WARSZAWA: Chcesz receptę, stój w kolejce!

2011-06-11 4:00

W marcu Narodowy Fundusz Zdrowia zabronił lekarzom wypisywania recept przewlekle chorym pacjentom bez ich wcześniejszego zbadania. Wówczas w obronie chorych stanęła minister zdrowia Ewa Kopacz (55 l.), która kazała wycofać się z bzdurnego rozporządzenia. I co się okazuje? W przychodni na Mokotowie chorzy nadal muszą wystawać w gigantycznych kolejkach po numerek na niepotrzebną wizytę.

Pan Czesław Gliszczyński (78 l.) trzy lata temu miał zawał. Od tamtej pory z kardiologiem widzi się dwa razy do roku, a brakujące recepty uzupełnia w przychodni przy ul. Jadźwingów na Mokotowie.

- Zawsze zostawiałem w recepcji kartkę z prośbą o receptę, a mój lekarz na podstawie mojej karty i znając mnie przecież doskonale, wypisywał co trzeba, więc na drugi dzień mogłem wykupić leki - opowiada. Myślał, że po awanturze o recepty nadal będzie mógł tak robić. W przychodni usłyszał jednak, że ma stanąć w kolejce jak wszyscy.
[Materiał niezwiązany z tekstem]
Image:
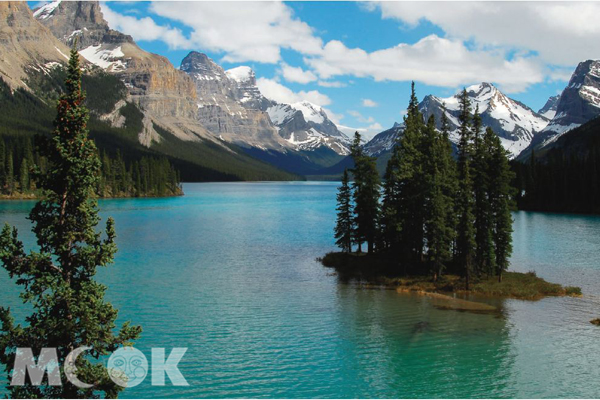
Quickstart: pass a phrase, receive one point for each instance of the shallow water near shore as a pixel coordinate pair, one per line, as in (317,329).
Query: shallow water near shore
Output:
(229,272)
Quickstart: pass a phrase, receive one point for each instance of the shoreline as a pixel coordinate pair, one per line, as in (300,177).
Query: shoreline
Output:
(371,270)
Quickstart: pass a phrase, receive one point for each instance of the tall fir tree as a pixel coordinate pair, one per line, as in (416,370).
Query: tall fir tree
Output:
(440,190)
(68,307)
(344,226)
(410,183)
(501,194)
(366,188)
(465,239)
(484,257)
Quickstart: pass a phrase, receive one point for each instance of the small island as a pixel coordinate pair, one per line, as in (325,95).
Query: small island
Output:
(441,220)
(379,270)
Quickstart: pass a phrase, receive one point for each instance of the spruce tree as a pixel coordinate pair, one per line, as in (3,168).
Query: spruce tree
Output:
(345,221)
(465,240)
(501,195)
(439,197)
(484,257)
(366,188)
(410,181)
(68,307)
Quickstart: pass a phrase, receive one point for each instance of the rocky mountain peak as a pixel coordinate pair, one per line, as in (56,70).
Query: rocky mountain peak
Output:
(25,45)
(578,103)
(81,20)
(201,67)
(549,109)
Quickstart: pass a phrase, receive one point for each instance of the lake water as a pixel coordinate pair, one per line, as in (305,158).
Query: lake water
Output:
(229,272)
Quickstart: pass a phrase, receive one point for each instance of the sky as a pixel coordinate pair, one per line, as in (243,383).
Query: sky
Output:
(357,59)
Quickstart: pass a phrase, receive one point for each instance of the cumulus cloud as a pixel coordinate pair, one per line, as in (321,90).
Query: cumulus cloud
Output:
(432,60)
(334,84)
(369,103)
(562,33)
(274,90)
(296,74)
(244,31)
(145,28)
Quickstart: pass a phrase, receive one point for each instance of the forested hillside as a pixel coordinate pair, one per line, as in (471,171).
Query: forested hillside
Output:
(565,177)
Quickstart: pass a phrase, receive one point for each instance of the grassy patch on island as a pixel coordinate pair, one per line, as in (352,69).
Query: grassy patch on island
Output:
(377,269)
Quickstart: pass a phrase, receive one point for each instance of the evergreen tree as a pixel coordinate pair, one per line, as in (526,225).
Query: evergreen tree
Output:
(465,240)
(484,257)
(410,183)
(10,175)
(366,196)
(501,195)
(24,176)
(439,196)
(68,305)
(345,221)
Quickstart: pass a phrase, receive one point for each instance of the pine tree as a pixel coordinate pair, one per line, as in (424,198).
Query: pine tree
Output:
(465,240)
(366,188)
(24,176)
(484,257)
(68,305)
(501,201)
(410,182)
(345,220)
(439,196)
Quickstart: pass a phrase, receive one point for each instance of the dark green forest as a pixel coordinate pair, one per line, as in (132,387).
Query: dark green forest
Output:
(433,213)
(565,177)
(27,120)
(129,169)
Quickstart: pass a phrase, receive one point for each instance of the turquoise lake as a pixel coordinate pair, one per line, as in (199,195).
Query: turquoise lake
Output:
(229,271)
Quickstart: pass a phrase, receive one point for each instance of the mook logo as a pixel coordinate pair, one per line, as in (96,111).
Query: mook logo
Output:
(127,367)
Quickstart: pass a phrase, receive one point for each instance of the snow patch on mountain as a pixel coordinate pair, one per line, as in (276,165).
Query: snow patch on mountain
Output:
(108,59)
(240,74)
(46,11)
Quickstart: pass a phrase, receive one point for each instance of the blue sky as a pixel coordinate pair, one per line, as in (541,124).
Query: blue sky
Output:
(371,51)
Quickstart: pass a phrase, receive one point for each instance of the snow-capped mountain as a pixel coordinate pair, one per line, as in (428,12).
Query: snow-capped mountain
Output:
(384,141)
(25,45)
(222,105)
(307,126)
(515,123)
(578,103)
(549,109)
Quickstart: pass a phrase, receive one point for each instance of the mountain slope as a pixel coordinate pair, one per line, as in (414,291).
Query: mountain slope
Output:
(25,45)
(578,103)
(515,123)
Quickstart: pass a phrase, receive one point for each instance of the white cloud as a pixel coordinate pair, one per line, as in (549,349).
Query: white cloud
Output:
(562,33)
(274,90)
(335,118)
(332,84)
(369,103)
(244,31)
(433,61)
(360,118)
(296,74)
(144,28)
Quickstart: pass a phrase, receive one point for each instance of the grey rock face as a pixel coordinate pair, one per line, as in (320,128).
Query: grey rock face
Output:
(515,123)
(549,109)
(222,110)
(579,102)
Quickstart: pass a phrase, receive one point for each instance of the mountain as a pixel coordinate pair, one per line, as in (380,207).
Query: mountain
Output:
(384,141)
(307,126)
(515,123)
(166,95)
(226,110)
(26,46)
(549,109)
(578,103)
(140,105)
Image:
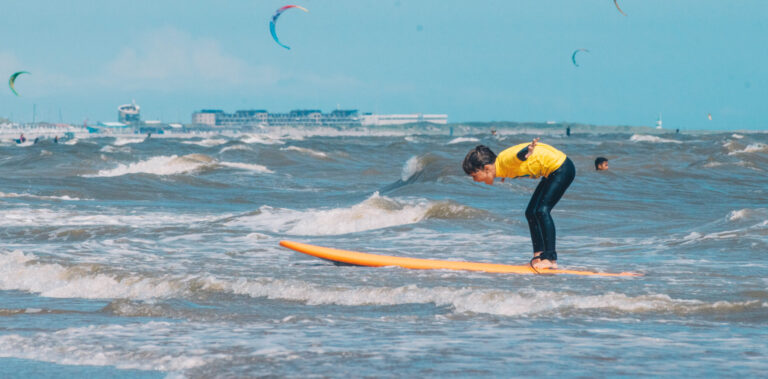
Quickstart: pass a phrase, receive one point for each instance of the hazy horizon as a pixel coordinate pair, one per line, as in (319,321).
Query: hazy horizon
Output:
(490,60)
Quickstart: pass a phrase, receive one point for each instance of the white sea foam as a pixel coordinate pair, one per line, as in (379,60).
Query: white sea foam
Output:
(752,148)
(66,217)
(115,149)
(157,346)
(235,147)
(27,195)
(19,271)
(120,141)
(314,153)
(462,140)
(375,212)
(247,166)
(412,166)
(160,165)
(648,138)
(262,139)
(208,142)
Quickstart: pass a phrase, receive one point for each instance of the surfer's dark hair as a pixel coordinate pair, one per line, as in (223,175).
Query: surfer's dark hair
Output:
(477,158)
(600,161)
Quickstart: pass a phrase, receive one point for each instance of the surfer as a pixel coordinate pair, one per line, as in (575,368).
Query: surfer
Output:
(601,164)
(533,160)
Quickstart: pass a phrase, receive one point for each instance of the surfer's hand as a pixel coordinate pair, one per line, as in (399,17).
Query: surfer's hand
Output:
(531,147)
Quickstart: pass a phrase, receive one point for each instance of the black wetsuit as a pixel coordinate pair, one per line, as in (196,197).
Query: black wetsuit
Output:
(547,194)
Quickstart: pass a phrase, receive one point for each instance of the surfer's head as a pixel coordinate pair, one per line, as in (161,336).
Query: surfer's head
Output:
(601,164)
(479,164)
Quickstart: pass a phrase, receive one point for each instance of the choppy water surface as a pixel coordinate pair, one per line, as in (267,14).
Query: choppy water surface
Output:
(133,258)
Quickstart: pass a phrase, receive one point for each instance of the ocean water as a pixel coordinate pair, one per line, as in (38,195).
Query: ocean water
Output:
(126,257)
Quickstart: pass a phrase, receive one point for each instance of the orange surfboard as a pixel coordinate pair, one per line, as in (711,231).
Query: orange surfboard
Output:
(377,260)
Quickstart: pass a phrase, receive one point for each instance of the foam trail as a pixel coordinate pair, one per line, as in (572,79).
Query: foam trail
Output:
(647,138)
(376,212)
(462,140)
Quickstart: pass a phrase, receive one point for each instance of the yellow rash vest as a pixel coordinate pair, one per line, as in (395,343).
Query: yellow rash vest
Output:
(544,160)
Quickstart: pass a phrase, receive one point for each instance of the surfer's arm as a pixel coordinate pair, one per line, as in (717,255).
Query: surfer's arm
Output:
(527,151)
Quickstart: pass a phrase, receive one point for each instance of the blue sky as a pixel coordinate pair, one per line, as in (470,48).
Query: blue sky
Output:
(474,60)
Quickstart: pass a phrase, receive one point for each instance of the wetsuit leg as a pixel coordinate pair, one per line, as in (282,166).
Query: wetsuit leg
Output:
(537,238)
(546,196)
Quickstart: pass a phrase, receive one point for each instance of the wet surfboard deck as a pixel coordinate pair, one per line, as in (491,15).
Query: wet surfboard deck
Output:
(376,260)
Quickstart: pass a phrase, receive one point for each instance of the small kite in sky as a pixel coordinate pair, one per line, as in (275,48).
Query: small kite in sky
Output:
(274,21)
(12,81)
(573,57)
(615,2)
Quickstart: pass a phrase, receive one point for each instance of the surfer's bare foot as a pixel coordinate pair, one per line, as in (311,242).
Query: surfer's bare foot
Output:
(543,263)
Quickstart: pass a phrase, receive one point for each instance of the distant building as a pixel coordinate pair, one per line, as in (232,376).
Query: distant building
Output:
(129,113)
(205,117)
(308,117)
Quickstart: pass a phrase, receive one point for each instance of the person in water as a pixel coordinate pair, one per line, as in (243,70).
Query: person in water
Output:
(533,160)
(601,164)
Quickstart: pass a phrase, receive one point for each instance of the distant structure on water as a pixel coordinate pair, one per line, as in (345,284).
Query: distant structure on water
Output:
(309,117)
(129,113)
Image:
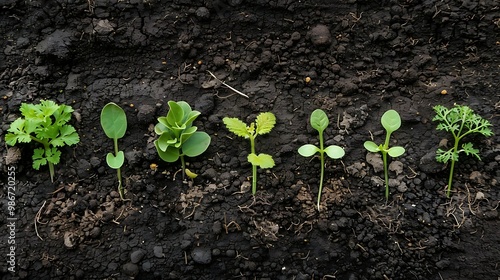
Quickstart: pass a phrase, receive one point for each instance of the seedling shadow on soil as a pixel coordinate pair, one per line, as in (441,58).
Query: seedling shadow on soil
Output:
(354,61)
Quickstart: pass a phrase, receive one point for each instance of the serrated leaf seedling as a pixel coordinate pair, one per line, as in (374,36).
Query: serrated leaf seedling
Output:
(178,136)
(391,121)
(114,124)
(263,124)
(460,121)
(47,124)
(319,121)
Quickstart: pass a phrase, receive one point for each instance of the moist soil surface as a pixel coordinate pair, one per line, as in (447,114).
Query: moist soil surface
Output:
(353,59)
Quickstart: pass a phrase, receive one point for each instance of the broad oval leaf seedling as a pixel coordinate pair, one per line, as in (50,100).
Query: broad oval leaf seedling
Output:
(47,124)
(319,121)
(263,124)
(114,124)
(178,136)
(391,121)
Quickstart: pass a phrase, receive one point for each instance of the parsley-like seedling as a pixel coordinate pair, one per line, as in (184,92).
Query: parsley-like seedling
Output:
(319,121)
(391,121)
(114,124)
(262,125)
(460,121)
(47,124)
(178,136)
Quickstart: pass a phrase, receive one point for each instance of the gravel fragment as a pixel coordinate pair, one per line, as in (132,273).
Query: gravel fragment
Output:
(320,35)
(137,256)
(201,255)
(130,269)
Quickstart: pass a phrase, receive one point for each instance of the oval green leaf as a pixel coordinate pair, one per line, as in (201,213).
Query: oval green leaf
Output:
(165,141)
(396,151)
(117,161)
(308,150)
(113,121)
(196,144)
(391,121)
(371,147)
(319,120)
(175,114)
(334,151)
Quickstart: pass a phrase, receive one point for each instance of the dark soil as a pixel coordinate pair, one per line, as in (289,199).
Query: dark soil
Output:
(363,58)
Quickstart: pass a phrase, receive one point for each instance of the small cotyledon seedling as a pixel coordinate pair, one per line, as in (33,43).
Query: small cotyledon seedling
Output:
(47,124)
(319,121)
(460,121)
(391,121)
(114,124)
(263,124)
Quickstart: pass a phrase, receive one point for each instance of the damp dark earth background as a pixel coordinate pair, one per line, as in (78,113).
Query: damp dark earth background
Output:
(353,59)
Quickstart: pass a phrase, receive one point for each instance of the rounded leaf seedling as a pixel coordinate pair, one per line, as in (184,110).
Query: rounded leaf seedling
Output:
(319,121)
(391,121)
(178,136)
(114,124)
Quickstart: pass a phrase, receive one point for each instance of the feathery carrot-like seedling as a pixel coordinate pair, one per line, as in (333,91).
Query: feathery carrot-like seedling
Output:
(114,124)
(179,137)
(460,121)
(45,123)
(391,121)
(263,124)
(319,121)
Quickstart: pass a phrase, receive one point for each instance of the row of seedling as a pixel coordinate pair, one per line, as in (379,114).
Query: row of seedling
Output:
(47,124)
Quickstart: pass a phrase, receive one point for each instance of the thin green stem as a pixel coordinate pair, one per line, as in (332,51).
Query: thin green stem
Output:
(386,175)
(46,146)
(51,171)
(118,170)
(183,164)
(452,168)
(254,167)
(384,158)
(322,159)
(120,187)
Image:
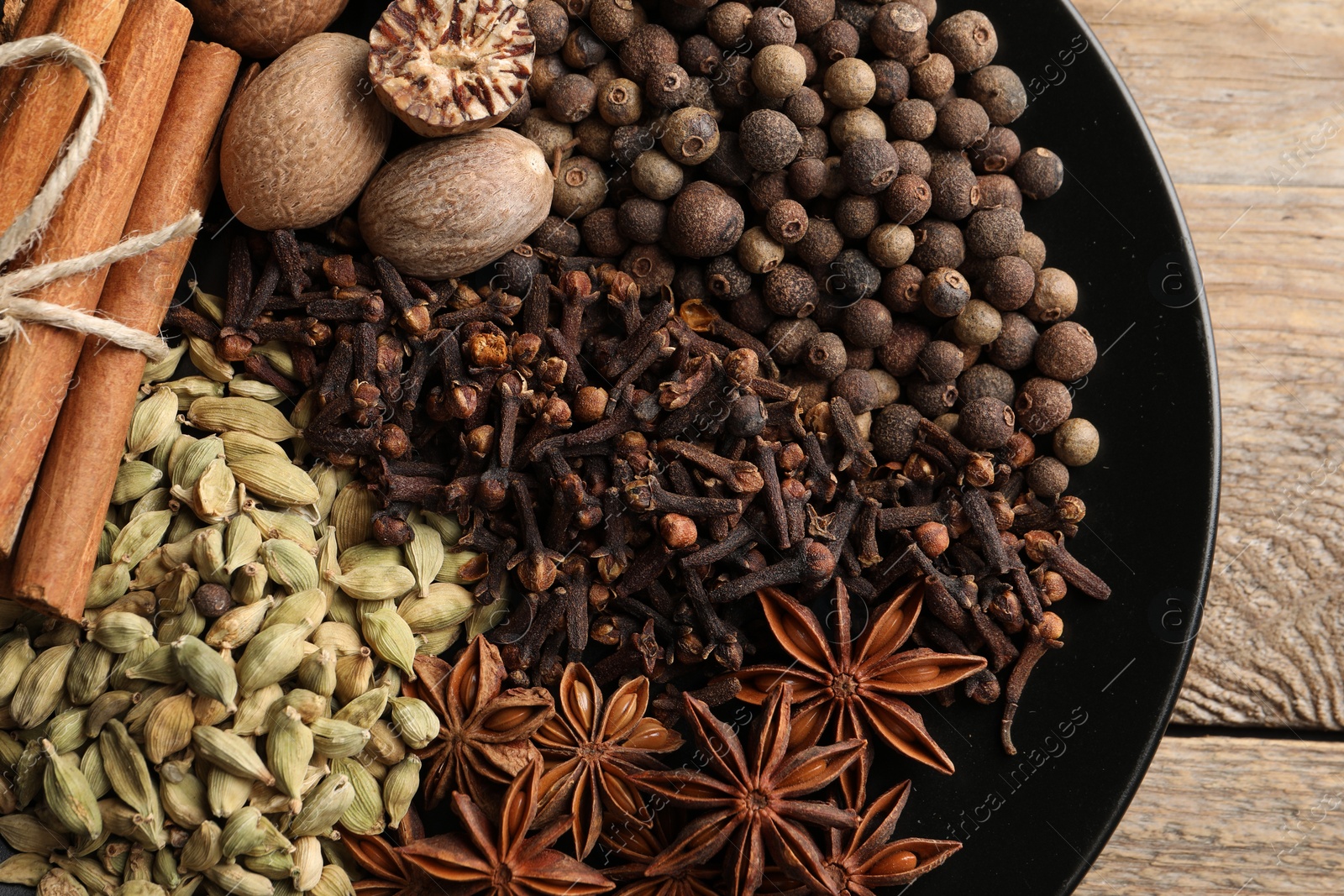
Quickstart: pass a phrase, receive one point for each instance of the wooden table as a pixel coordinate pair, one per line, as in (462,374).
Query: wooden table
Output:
(1245,101)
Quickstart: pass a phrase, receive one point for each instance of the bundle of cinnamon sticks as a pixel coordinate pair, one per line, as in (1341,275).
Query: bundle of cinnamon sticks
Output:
(65,399)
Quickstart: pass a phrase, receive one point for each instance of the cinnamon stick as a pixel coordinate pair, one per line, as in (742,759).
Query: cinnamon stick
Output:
(57,553)
(49,98)
(37,369)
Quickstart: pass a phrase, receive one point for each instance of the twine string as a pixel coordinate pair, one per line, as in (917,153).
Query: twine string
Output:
(27,228)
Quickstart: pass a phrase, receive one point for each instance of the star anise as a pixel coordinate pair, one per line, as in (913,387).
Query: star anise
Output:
(857,687)
(484,731)
(501,859)
(591,752)
(752,801)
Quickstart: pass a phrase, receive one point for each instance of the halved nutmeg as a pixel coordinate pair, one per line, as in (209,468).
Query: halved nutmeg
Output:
(450,66)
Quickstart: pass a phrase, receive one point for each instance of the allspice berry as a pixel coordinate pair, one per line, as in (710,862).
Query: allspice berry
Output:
(824,356)
(869,165)
(1077,443)
(786,222)
(985,423)
(867,324)
(850,83)
(768,140)
(779,71)
(1043,405)
(1039,174)
(1066,352)
(691,136)
(705,221)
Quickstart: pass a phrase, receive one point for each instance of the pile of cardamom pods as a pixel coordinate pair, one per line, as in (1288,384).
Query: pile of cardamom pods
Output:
(156,747)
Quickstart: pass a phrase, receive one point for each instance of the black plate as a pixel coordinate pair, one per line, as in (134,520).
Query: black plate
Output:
(1093,712)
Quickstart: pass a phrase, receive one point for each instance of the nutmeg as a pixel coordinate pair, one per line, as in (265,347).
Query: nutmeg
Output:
(448,207)
(281,161)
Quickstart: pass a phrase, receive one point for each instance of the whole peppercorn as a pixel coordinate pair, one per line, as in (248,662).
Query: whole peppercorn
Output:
(768,140)
(932,399)
(933,76)
(555,235)
(900,352)
(1000,92)
(961,123)
(968,39)
(945,291)
(1047,477)
(857,387)
(907,199)
(890,244)
(645,49)
(900,288)
(985,380)
(612,20)
(601,234)
(779,70)
(772,26)
(913,120)
(891,82)
(985,423)
(790,291)
(1008,282)
(824,356)
(580,190)
(726,278)
(900,33)
(940,362)
(642,219)
(1077,443)
(790,338)
(757,253)
(894,432)
(1039,174)
(571,98)
(1016,344)
(1032,249)
(850,125)
(850,82)
(867,324)
(822,244)
(1054,298)
(1066,351)
(855,217)
(996,154)
(853,277)
(994,233)
(978,324)
(726,23)
(938,244)
(954,191)
(651,268)
(786,222)
(550,26)
(212,600)
(1043,405)
(999,191)
(705,221)
(656,176)
(691,136)
(869,165)
(835,40)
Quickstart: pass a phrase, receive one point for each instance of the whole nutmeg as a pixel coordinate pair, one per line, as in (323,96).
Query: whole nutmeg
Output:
(264,29)
(281,163)
(447,207)
(703,221)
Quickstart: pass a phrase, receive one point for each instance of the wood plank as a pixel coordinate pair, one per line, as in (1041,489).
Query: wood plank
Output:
(1241,93)
(1230,815)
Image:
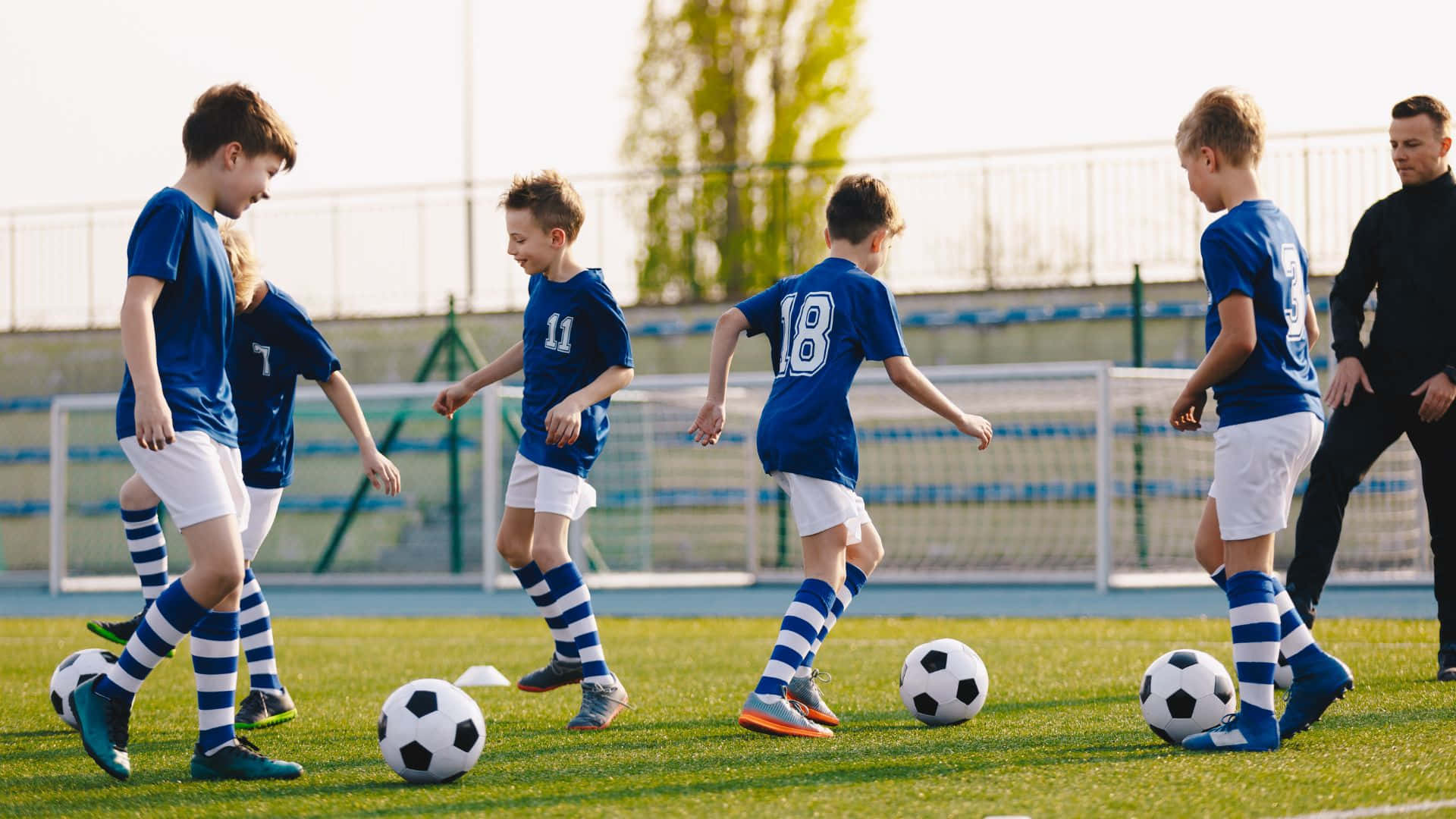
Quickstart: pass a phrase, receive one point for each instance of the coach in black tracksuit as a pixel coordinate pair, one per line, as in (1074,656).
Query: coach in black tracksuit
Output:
(1404,382)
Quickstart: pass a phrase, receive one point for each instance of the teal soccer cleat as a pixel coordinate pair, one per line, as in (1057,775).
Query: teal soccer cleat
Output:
(1232,736)
(104,727)
(1312,692)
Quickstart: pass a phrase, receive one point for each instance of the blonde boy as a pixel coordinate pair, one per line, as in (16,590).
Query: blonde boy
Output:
(821,324)
(1270,419)
(177,425)
(576,353)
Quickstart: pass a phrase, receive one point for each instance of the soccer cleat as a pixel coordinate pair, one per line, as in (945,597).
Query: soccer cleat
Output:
(552,675)
(1446,664)
(104,727)
(118,632)
(1312,691)
(601,704)
(783,717)
(804,689)
(261,710)
(240,761)
(1231,736)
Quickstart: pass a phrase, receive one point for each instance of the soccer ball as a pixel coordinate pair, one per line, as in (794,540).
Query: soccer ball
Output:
(430,732)
(1283,673)
(1185,692)
(74,670)
(944,682)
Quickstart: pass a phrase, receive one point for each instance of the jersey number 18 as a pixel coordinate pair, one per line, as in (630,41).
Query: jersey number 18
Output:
(805,349)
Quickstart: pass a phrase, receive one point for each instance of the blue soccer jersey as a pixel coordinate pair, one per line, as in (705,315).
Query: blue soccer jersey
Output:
(574,333)
(820,324)
(1253,249)
(273,346)
(178,242)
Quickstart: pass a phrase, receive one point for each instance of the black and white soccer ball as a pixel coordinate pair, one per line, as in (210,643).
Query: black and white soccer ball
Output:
(1184,692)
(74,670)
(944,682)
(430,732)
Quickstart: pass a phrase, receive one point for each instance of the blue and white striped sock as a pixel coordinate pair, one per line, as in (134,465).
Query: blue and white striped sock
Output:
(255,630)
(576,613)
(1254,620)
(149,550)
(535,585)
(854,582)
(215,665)
(162,629)
(801,624)
(1296,642)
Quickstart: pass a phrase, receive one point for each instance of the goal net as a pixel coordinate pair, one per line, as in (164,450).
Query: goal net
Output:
(1085,483)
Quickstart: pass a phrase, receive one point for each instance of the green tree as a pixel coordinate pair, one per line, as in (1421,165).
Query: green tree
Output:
(745,107)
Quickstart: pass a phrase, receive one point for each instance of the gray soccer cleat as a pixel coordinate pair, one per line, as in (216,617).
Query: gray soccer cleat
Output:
(781,717)
(805,691)
(555,673)
(601,704)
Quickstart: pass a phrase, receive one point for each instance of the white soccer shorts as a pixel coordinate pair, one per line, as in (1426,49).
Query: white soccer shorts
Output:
(196,477)
(264,510)
(821,504)
(545,488)
(1256,466)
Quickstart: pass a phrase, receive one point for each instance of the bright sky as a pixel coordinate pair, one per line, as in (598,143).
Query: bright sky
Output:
(95,91)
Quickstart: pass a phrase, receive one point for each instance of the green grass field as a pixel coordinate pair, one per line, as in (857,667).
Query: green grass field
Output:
(1060,733)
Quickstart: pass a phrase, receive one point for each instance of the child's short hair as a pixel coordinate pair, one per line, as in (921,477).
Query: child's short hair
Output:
(1429,105)
(859,206)
(1226,120)
(245,264)
(237,114)
(551,199)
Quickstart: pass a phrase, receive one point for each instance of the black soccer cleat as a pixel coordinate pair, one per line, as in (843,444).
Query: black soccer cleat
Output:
(261,710)
(120,632)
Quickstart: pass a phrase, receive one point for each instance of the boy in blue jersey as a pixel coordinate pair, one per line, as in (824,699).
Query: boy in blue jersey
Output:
(177,426)
(274,343)
(821,324)
(576,353)
(1270,420)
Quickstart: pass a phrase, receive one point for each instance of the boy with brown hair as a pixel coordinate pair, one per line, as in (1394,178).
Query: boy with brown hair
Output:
(175,423)
(576,353)
(1258,333)
(821,324)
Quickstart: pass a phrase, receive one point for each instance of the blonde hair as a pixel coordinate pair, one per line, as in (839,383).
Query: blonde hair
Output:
(245,264)
(551,199)
(1226,120)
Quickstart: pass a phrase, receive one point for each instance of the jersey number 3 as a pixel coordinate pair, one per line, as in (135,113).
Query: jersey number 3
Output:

Przeczytaj koniecznie: NFZ każe chorym stać w kolejkach. Lekarz NIE WYPISZE recepty jeśli PACJENT nie przyjdzie do gabinetu

Zbulwersowany napisał więc list do minister Ewy Kopacz. "Uzgodniono, że wydawanie recept odbywać się będzie na starych zasadach" - przeczytał w odpowiedzi. Z listem w ręku udał się więc do swojej lecznicy. Jednak jej pracownicy nie przejęli się tym.

- Przecież tu nie chodzi tylko o wypisanie recepty, ale i o wyłapanie ewentualnego niewłaściwego leczenia - tłumaczy dr Izabella Palińska, kierownik lecznicy. - Pacjent może zadzwonić, zapytać, kiedy może przyjść i wejść po receptę między umówionymi wcześniej pacjentami - zapewnia. Innymi słowy - zamiast kilku godzin w ogonku po numerek do lekarza, chorzy mają teraz spędzać kilka godzin w gigantycznej kolejce przed gabinetem.